I learned one of these years ago at horticultural college, and it’s generally referred to as ‘pinching out’.
Pinching out, or snipping off, the growing tip of a plant results in two tiny growing points being formed, replacing the single growing point. This means that the plant becomes bushier and stronger, rather than growing upwards, and you get fare more stems.
Practically this means stronger, healthier more fruitful plants.
Simply pinch out the stem between your thumb and first fingernail to just above a pair of leaves. Thicker, tougher stems will probably need scissors.
This helpful little technique can be applied to all kinds of plants:
- it’s what gives any topiary a solid look so that crisper edges can be made,
- great for hedges, especially newly planted ones, so that they mesh together and look like a solid hedge rather than a row of plants,
- most plants grown from seed, or as cuttings need this treatment,
- autumn sown sweet peas will be nice and bushy if their tips are pinched out when they’re 4in/10cm tall,
- it works especially well for herbs, like my small basil plants grown from seed,
- or small plants that have been bought, like the mint I’m growing.

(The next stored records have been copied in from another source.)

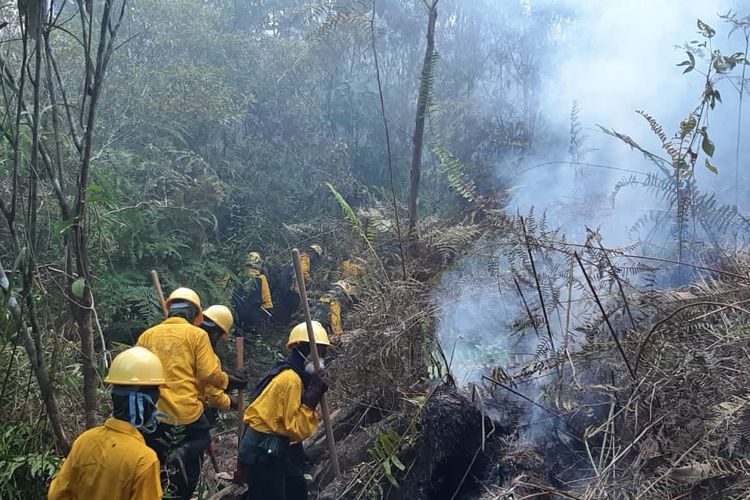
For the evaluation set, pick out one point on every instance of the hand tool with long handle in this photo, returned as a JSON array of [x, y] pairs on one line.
[[157, 284], [160, 293], [240, 366], [316, 361]]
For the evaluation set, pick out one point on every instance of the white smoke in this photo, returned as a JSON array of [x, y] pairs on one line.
[[614, 58]]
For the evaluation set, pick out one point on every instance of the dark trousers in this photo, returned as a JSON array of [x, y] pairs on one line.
[[272, 477], [271, 480], [180, 450]]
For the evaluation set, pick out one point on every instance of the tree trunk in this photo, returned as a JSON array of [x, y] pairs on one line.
[[418, 139], [46, 384]]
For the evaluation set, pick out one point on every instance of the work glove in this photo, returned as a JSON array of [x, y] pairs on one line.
[[316, 387], [236, 382], [176, 461]]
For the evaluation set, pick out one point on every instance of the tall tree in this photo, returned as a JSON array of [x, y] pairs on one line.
[[425, 89]]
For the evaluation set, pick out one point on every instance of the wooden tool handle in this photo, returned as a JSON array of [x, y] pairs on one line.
[[157, 285], [316, 361]]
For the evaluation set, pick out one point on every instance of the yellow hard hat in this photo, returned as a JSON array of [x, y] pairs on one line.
[[299, 335], [188, 295], [345, 286], [221, 315], [253, 258], [136, 366]]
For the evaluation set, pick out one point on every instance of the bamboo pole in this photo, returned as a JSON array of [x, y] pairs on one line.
[[157, 285], [239, 477], [316, 362]]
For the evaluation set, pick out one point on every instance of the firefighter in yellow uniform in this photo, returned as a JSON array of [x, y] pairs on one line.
[[309, 260], [217, 322], [252, 299], [328, 308], [112, 461], [189, 362], [281, 415]]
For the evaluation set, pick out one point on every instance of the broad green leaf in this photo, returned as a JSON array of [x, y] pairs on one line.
[[707, 145], [77, 287], [62, 226], [711, 167], [687, 126], [705, 29]]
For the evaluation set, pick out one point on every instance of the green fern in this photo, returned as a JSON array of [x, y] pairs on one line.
[[384, 451]]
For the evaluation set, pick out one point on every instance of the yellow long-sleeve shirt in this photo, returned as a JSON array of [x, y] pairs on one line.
[[188, 360], [109, 462], [278, 409], [265, 290]]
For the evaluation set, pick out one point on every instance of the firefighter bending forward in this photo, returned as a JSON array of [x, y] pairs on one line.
[[281, 415], [112, 461], [189, 363]]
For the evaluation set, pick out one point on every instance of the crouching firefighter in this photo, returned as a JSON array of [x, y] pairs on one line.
[[189, 362], [217, 322], [112, 461], [281, 415]]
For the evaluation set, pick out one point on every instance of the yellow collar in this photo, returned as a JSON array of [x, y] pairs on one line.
[[175, 320], [117, 425]]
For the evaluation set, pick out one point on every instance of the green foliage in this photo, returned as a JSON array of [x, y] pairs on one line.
[[25, 473], [384, 451]]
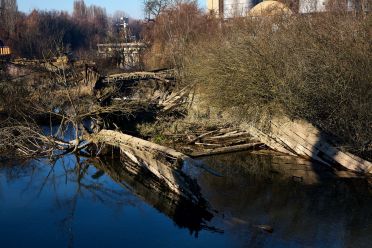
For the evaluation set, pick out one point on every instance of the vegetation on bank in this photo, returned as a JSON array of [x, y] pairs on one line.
[[316, 68]]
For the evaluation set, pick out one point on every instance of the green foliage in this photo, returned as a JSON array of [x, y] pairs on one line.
[[314, 67]]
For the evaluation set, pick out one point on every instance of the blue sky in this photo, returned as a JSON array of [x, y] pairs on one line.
[[131, 7]]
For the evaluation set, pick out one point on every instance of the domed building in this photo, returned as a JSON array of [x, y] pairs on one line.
[[231, 8], [269, 8]]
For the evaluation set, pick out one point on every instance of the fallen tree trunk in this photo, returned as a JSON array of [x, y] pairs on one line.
[[303, 139], [229, 149], [164, 163]]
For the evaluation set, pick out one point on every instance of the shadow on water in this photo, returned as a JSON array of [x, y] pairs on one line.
[[282, 192], [184, 213], [287, 194]]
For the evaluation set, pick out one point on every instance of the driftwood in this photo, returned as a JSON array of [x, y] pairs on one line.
[[229, 149], [301, 138], [164, 163]]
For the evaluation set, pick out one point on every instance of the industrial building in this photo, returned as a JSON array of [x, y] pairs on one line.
[[232, 8]]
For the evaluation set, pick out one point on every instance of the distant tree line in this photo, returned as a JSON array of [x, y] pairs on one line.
[[35, 34]]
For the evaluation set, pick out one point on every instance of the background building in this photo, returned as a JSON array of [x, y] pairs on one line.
[[231, 8]]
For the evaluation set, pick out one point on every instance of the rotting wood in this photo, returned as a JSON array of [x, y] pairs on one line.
[[301, 138], [229, 149], [163, 162]]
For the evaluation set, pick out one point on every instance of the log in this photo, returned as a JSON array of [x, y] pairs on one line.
[[163, 162], [222, 150], [303, 139]]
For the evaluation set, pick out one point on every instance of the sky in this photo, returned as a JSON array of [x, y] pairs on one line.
[[132, 7]]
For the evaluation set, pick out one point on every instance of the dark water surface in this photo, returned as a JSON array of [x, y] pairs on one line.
[[75, 204]]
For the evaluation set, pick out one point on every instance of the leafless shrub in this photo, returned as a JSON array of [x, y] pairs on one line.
[[315, 67]]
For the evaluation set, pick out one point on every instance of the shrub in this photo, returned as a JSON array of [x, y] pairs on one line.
[[313, 67]]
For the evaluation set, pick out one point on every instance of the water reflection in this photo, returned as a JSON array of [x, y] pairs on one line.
[[258, 190], [76, 202], [142, 183]]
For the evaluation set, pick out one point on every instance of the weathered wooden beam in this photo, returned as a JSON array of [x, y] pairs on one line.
[[298, 137]]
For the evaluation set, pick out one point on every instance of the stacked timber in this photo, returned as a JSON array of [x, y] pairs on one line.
[[301, 138]]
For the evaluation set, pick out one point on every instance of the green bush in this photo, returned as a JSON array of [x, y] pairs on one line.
[[314, 67]]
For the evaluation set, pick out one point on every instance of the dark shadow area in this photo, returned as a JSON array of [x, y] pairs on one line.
[[144, 184], [286, 194]]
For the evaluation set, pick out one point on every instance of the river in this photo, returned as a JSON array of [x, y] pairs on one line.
[[258, 201]]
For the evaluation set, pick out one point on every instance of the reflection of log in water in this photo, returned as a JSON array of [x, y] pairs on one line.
[[149, 188]]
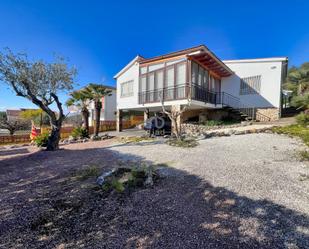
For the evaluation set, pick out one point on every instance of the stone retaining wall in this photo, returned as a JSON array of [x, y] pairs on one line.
[[196, 129]]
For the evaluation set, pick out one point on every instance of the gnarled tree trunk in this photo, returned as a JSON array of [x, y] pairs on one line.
[[55, 135], [98, 107], [85, 114]]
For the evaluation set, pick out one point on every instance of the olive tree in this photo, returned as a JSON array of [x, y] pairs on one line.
[[41, 83], [13, 125]]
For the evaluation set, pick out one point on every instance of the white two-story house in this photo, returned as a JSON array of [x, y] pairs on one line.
[[108, 111], [198, 78]]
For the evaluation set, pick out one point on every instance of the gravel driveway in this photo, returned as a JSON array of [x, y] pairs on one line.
[[229, 192]]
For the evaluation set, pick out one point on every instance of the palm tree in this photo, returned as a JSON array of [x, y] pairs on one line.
[[80, 99], [95, 93]]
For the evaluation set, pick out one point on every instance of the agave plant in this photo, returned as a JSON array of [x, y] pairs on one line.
[[95, 92], [80, 99]]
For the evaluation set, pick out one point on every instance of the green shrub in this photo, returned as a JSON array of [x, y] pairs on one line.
[[90, 171], [118, 186], [302, 119], [304, 155], [79, 132], [294, 130], [41, 140], [212, 123]]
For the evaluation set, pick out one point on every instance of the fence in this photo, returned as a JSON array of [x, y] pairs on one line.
[[65, 132]]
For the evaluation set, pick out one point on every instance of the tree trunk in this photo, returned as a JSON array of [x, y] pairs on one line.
[[175, 129], [97, 106], [54, 137], [85, 114]]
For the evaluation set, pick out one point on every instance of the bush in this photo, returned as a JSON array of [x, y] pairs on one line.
[[85, 173], [302, 119], [41, 140], [212, 123], [294, 130], [304, 155], [79, 132]]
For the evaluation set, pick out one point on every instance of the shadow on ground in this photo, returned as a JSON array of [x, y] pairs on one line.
[[42, 206]]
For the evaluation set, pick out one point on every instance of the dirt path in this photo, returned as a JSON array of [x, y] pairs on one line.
[[232, 192]]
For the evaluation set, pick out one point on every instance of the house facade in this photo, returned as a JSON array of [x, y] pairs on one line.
[[198, 78], [108, 111]]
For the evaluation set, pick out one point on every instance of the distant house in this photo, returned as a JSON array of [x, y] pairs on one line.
[[196, 76], [108, 112], [13, 115]]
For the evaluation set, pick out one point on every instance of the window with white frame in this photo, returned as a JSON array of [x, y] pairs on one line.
[[126, 88], [250, 85]]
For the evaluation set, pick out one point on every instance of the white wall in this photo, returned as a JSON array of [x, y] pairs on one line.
[[130, 74], [110, 106], [270, 92]]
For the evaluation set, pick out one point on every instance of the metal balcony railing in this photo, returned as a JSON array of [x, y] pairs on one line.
[[202, 94]]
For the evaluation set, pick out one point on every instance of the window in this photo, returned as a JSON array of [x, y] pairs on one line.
[[194, 73], [212, 83], [126, 88], [170, 77], [206, 79], [181, 74], [159, 79], [250, 85]]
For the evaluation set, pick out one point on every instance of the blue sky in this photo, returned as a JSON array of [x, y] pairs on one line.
[[100, 37]]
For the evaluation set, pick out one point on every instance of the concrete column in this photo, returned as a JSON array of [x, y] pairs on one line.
[[146, 114], [119, 120], [176, 108]]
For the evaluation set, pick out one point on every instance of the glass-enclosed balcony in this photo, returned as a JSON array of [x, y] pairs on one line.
[[177, 80]]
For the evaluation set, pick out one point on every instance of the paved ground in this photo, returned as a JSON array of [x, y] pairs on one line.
[[229, 192]]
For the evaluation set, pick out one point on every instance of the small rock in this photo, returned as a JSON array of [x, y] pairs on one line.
[[102, 178]]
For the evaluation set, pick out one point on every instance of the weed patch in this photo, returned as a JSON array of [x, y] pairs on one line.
[[184, 143], [295, 131], [90, 171]]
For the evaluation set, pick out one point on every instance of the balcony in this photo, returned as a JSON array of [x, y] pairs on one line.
[[180, 92]]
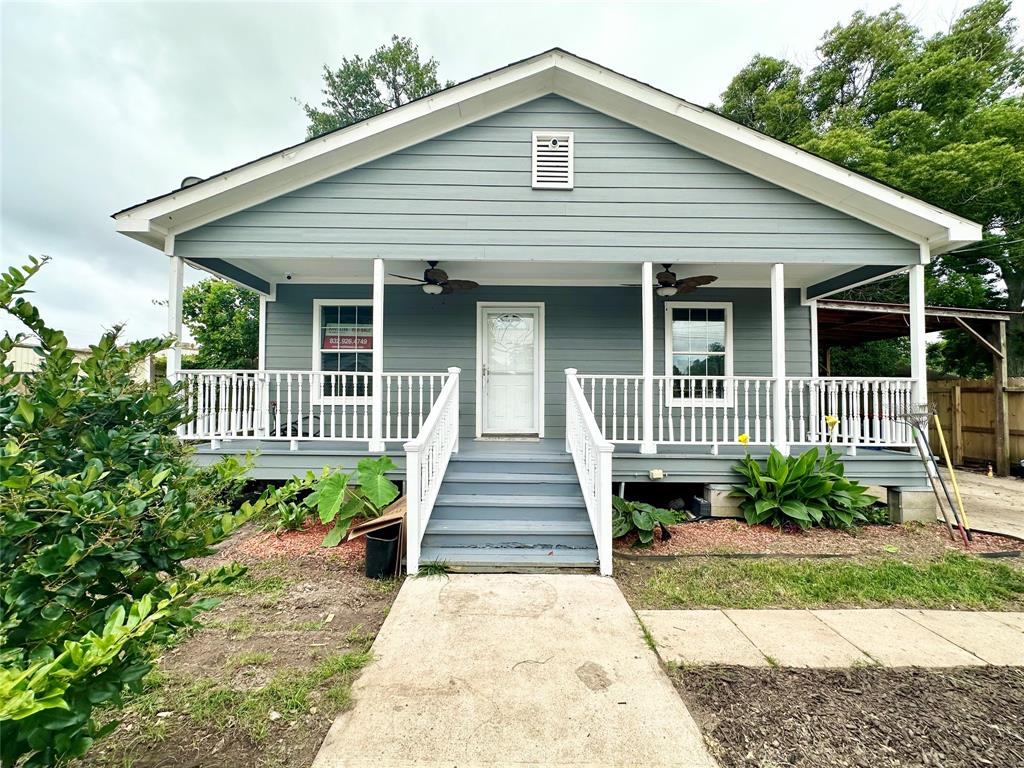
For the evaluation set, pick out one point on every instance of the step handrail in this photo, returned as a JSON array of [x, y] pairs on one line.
[[592, 457], [427, 458]]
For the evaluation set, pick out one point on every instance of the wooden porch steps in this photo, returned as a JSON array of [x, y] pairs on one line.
[[514, 511]]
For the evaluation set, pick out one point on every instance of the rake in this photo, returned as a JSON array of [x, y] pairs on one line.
[[919, 420]]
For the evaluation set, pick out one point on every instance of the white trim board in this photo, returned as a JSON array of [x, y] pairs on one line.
[[539, 368], [585, 82]]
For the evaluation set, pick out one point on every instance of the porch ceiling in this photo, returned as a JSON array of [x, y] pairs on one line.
[[275, 270]]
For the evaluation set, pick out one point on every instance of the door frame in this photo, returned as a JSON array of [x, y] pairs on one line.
[[539, 355]]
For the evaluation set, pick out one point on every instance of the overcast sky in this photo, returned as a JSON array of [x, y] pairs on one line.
[[105, 104]]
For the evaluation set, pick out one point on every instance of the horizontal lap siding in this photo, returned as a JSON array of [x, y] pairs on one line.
[[467, 195], [595, 330]]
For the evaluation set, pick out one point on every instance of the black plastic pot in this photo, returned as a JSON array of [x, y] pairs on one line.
[[382, 551]]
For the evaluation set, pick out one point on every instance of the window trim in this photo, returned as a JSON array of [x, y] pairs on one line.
[[671, 399], [316, 367]]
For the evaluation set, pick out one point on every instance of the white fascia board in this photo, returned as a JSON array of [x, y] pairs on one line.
[[591, 85], [340, 151], [762, 156]]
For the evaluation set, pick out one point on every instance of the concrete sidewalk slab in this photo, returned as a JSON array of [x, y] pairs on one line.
[[980, 634], [700, 637], [1010, 617], [797, 638], [501, 670], [894, 640]]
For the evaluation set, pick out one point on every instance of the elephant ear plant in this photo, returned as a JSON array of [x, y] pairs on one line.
[[630, 516], [336, 501], [805, 491]]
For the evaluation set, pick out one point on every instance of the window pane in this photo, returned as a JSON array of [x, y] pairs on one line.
[[346, 328], [716, 334], [680, 330]]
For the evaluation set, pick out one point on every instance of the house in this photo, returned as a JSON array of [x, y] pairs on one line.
[[537, 284]]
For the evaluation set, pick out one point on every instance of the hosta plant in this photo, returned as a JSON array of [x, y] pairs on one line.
[[643, 518], [805, 491]]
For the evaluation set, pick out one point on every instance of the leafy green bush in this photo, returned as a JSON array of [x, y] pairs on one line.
[[630, 516], [805, 491], [99, 509]]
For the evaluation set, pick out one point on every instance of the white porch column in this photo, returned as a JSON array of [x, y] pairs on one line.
[[175, 288], [919, 348], [647, 311], [779, 434], [377, 415]]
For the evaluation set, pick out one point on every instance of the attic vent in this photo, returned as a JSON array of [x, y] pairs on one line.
[[552, 160]]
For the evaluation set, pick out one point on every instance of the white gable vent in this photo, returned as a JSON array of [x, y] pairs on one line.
[[552, 160]]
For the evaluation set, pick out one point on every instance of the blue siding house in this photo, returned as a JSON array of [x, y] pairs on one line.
[[535, 285]]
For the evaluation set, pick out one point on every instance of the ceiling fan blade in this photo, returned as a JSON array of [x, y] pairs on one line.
[[454, 286], [696, 281], [435, 274]]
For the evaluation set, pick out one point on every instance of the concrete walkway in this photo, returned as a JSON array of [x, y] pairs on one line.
[[496, 670], [838, 638], [993, 504]]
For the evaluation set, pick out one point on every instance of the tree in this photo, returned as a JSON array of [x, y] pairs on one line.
[[224, 321], [102, 516], [939, 118], [360, 88]]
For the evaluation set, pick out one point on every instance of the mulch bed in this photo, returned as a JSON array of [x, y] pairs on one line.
[[882, 718], [731, 537]]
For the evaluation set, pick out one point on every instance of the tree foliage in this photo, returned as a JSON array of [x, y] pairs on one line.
[[940, 118], [359, 88], [99, 509], [223, 320]]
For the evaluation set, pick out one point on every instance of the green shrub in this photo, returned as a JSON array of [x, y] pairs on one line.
[[805, 491], [630, 516], [99, 509]]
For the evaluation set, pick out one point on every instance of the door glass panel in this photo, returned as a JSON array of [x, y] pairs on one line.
[[511, 343]]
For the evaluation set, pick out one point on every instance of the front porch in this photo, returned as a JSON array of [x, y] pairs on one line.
[[550, 379]]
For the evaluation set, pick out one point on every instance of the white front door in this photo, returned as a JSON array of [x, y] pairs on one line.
[[511, 338]]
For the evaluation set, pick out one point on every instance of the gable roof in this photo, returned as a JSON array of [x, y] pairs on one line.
[[583, 81]]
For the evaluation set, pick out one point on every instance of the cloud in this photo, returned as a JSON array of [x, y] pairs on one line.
[[107, 104]]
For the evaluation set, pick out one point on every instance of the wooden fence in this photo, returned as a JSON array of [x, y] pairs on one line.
[[967, 410]]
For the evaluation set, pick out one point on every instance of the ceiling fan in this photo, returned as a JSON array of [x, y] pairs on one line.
[[668, 285], [435, 281]]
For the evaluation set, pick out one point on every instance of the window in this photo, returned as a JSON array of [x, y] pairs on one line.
[[552, 160], [698, 344], [343, 342]]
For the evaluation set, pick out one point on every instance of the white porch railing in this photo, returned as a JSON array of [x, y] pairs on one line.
[[305, 404], [592, 457], [716, 410], [687, 410], [426, 459], [867, 411]]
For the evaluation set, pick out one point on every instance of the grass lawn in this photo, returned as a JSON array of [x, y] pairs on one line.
[[953, 581], [263, 679]]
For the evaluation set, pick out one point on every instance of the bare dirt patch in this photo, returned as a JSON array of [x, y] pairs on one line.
[[261, 682], [735, 537], [956, 718]]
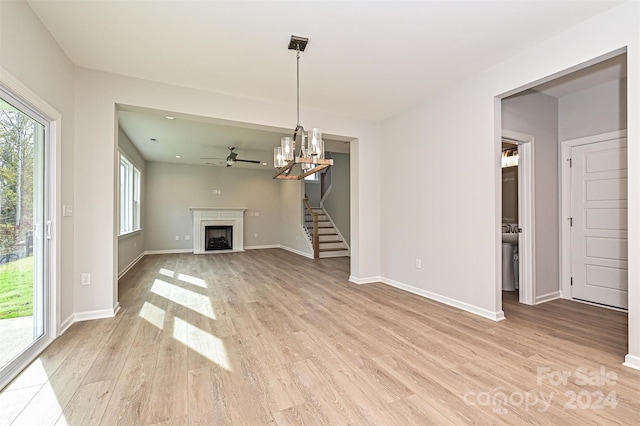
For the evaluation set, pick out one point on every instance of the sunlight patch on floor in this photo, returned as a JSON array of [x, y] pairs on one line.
[[167, 272], [187, 298], [201, 342], [192, 280], [153, 314]]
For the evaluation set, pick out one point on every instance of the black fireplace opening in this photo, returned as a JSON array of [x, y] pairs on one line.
[[218, 238]]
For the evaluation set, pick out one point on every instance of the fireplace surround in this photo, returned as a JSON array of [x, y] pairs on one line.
[[214, 217]]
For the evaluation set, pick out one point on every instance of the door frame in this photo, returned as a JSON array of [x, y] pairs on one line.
[[526, 203], [565, 207], [53, 194]]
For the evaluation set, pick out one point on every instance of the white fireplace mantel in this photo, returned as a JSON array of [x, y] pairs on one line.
[[216, 216]]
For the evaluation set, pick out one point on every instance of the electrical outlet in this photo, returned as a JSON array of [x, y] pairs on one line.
[[67, 210], [85, 279]]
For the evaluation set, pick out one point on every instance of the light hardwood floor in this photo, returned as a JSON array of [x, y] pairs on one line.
[[251, 338]]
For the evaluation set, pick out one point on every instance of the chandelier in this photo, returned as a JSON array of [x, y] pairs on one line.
[[310, 157]]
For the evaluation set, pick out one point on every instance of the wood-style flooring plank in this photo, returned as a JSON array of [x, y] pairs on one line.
[[269, 337]]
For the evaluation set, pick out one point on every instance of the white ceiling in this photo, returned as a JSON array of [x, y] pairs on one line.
[[365, 59], [193, 138]]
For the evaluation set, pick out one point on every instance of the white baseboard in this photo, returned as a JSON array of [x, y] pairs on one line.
[[173, 251], [632, 361], [301, 253], [548, 297], [131, 265], [261, 247], [494, 316], [91, 315], [64, 326], [367, 280]]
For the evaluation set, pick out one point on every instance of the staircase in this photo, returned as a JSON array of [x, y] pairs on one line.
[[330, 242]]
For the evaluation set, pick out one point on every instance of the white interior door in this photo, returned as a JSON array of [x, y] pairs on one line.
[[599, 222]]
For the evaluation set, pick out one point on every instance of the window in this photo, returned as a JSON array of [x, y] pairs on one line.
[[129, 196]]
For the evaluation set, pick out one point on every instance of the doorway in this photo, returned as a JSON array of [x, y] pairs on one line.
[[521, 231], [25, 234], [594, 232]]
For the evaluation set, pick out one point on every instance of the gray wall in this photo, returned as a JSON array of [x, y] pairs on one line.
[[597, 110], [173, 188], [131, 246], [337, 201], [312, 190], [292, 236], [29, 53], [536, 114]]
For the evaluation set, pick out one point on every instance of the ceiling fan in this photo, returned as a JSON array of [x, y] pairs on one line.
[[231, 158]]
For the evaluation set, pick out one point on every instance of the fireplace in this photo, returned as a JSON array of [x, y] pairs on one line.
[[217, 230], [218, 238]]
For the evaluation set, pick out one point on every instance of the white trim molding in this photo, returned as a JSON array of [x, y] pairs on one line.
[[262, 247], [366, 280], [493, 316], [170, 251], [632, 361], [64, 326], [98, 314], [131, 265], [548, 297]]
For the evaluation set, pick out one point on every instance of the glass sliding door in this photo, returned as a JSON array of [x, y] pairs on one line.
[[24, 234]]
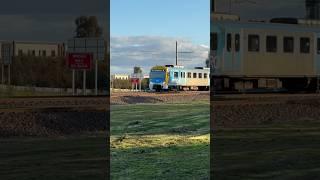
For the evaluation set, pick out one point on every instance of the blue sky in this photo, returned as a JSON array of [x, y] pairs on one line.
[[155, 25], [175, 18]]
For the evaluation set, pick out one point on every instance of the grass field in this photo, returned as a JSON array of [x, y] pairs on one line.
[[63, 158], [160, 141], [276, 152], [11, 92]]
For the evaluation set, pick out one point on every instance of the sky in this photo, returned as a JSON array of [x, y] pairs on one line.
[[43, 20], [143, 33], [263, 9]]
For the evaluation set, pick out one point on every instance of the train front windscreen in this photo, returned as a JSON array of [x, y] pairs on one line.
[[157, 76]]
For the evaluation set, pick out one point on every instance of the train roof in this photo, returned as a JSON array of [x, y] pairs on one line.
[[266, 25]]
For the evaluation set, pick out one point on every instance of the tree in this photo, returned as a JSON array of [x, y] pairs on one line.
[[87, 27]]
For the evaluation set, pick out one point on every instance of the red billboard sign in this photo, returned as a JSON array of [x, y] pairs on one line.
[[80, 61]]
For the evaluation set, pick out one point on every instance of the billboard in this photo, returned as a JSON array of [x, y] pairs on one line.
[[80, 61], [88, 45]]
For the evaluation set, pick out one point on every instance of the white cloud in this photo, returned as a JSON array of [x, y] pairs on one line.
[[148, 51]]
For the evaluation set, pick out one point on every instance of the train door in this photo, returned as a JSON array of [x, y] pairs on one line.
[[317, 60], [317, 54], [232, 52]]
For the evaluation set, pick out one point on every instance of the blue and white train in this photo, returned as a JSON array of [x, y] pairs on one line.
[[171, 77]]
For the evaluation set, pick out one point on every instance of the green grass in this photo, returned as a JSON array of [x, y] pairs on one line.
[[267, 153], [160, 141], [11, 92], [63, 158]]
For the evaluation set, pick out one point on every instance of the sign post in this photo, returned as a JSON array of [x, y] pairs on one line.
[[89, 45], [7, 54], [79, 61]]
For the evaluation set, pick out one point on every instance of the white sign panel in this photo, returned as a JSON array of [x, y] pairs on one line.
[[90, 45]]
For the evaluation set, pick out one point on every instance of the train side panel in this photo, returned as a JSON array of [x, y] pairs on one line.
[[278, 64]]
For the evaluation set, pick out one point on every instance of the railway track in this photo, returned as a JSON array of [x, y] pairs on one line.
[[49, 102]]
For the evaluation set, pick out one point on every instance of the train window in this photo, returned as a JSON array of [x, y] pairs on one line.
[[318, 48], [229, 40], [271, 44], [176, 74], [189, 75], [213, 41], [304, 45], [288, 44], [253, 43], [205, 75], [237, 42]]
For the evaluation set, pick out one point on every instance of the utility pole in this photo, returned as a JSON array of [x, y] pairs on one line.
[[213, 6], [176, 53]]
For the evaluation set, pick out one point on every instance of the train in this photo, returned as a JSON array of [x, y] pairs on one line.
[[280, 54], [172, 77]]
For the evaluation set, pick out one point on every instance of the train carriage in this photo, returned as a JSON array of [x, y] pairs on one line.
[[251, 55], [178, 77]]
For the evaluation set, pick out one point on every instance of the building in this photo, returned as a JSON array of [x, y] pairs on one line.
[[312, 9], [38, 49], [120, 76]]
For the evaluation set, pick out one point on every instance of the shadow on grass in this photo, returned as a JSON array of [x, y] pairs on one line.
[[266, 154], [53, 158], [170, 162]]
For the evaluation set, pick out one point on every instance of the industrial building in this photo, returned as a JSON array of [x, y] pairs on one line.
[[312, 9], [38, 49]]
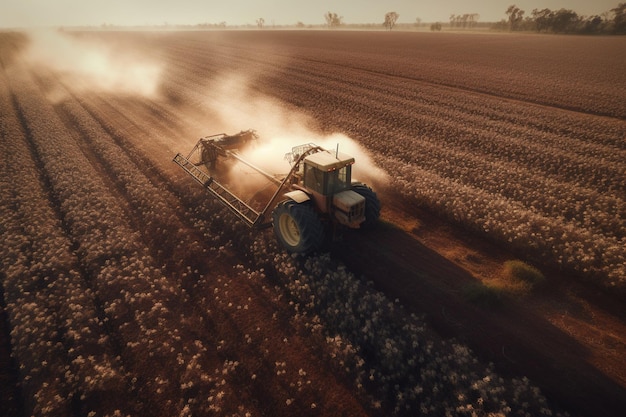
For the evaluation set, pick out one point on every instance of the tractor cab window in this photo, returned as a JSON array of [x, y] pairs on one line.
[[329, 182], [339, 180], [314, 178]]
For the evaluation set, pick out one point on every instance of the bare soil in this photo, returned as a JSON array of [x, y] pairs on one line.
[[567, 337]]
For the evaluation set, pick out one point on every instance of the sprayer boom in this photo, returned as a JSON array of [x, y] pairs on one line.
[[318, 190]]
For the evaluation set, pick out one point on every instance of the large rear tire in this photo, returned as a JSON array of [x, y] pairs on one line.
[[297, 227], [372, 206]]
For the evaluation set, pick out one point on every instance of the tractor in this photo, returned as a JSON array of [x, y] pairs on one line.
[[317, 195]]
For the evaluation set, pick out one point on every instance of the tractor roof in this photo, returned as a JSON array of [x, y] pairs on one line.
[[329, 161]]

If you’re a bit of a plant geek, like me, you’ll be interested to know that this is all about apical dominance:
the top bud on the main stem makes auxin to minimise the growth of side-stems on the plant. Remove the main bud and the side stems can grow and compete with the main stem, voila a bushier plant is formed.
Obviously it’s to be avoided on trees and plants that need a strong main stem for vertical growth.